You and your spouse may decide that one of you will pay the other alimony. Alimony payments may be temporary, permanent, or in a lump sum. When discussing this issue the mediator may ask you to consider the needs of the spouse requesting the alimony as well as the ability of the other spouse to pay the alimony. Additionally, you will want to consider things like the standard of living established during your marriage, the length of your marriage, the contributions each of you made to the marriage, your ages, your physical and emotional conditions, and your financial resources.

You may decide on a lump sum, temporary, “bridge-the-gap,” durational, permanent, or rehabilitative alimony plan. You and your spouse will want to consider what circumstances would warrant a change in the plan.

The mediator may encourage you to consult with other professionals before making any decisions about alimony. Alimony payments may be modifiable later on so deciding to pay or receive alimony can have long-term consequences. Additionally, the IRS has rules and regulations that determine whether alimony is tax deductible or taxable so you should consult with your accountant before deciding what to do.

C is for Child Support – Child support is calculated using a prescribed formula based on your net incomes and the number of overnights the children spend with each of you.

Your mediator will calculate child support for you using your incomes, the cost of each parent’s health insurance, the cost of your children’s health insurance, the cost of work related child-care, and the number of nights that your children will spend with each parent.

Child support is based on the parents’ net income.
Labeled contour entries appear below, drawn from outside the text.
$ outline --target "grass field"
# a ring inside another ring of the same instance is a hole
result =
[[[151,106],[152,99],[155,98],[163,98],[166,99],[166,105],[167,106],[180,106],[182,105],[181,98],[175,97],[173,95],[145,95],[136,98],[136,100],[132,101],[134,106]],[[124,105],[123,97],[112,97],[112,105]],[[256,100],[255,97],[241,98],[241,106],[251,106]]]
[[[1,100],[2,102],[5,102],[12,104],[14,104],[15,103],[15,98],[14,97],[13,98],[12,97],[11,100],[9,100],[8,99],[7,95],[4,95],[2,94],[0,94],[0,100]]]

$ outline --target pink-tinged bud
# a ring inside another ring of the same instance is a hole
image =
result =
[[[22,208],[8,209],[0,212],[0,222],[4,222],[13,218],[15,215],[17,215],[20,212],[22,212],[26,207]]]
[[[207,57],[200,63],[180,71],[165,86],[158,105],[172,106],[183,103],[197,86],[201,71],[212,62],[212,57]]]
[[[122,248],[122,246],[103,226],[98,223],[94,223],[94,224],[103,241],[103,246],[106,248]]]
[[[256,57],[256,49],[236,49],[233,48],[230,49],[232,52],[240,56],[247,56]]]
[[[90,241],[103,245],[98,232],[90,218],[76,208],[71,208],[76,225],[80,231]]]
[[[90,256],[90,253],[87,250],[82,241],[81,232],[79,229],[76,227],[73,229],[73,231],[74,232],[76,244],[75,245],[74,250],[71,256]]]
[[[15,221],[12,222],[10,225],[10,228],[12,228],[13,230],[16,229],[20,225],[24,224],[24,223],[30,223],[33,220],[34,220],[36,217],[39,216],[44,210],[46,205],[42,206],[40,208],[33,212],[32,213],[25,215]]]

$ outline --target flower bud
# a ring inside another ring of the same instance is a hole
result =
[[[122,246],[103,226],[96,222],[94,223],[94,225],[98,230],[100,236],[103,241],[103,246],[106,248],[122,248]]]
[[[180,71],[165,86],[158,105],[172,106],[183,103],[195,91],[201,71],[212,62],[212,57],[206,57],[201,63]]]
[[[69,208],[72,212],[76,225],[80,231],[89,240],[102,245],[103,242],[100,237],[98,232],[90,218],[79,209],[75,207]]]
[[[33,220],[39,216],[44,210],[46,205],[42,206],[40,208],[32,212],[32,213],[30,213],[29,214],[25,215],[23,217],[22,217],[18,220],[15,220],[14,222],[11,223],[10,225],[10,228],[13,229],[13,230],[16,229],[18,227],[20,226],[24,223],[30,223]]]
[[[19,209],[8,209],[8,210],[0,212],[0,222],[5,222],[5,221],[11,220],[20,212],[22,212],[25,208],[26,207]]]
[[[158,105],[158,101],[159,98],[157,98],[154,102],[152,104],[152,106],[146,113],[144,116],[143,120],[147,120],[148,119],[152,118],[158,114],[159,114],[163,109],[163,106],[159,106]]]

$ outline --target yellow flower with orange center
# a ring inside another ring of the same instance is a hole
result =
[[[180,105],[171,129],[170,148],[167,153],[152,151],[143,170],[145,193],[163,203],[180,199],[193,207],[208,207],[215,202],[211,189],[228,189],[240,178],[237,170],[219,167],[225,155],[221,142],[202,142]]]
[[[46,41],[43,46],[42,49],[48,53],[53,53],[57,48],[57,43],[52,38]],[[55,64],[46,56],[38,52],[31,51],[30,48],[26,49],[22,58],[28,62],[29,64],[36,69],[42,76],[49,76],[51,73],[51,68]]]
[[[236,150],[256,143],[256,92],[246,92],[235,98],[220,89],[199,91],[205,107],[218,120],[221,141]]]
For purposes of child support, net income is calculated by subtracting the following from the parents’ gross incomes:

· Federal, FICA and Medicare taxes
· mandatory retirement and union dues

·health insurance coverage – for the parent only

· alimony payments; and court ordered child support from prior cases.

The parents’ combined net incomes and each parent’s percentage share of that income is then calculated. The child support guideline chart provides the minimum amount of child support, using the parent’s combined net monthly income and number of children in the family. Then child support is calculated based on the number of overnights the child spends with each parent.

The calculation of child support is outlined in Florida Statutes 61.30. http://www.flsenate.gov/Statutes/index.cfm?App_mode=Display_Statute&URL=Ch0061/ch0061.htm. Scroll down to 61.30.

E is for Everything Else – You will be able to include anything else that you and your spouse agree is relevant in this section of your agreement. This may include something related to the dependency exemption for your children, legal expenses, the purchase of life insurance, or visits with the family dog.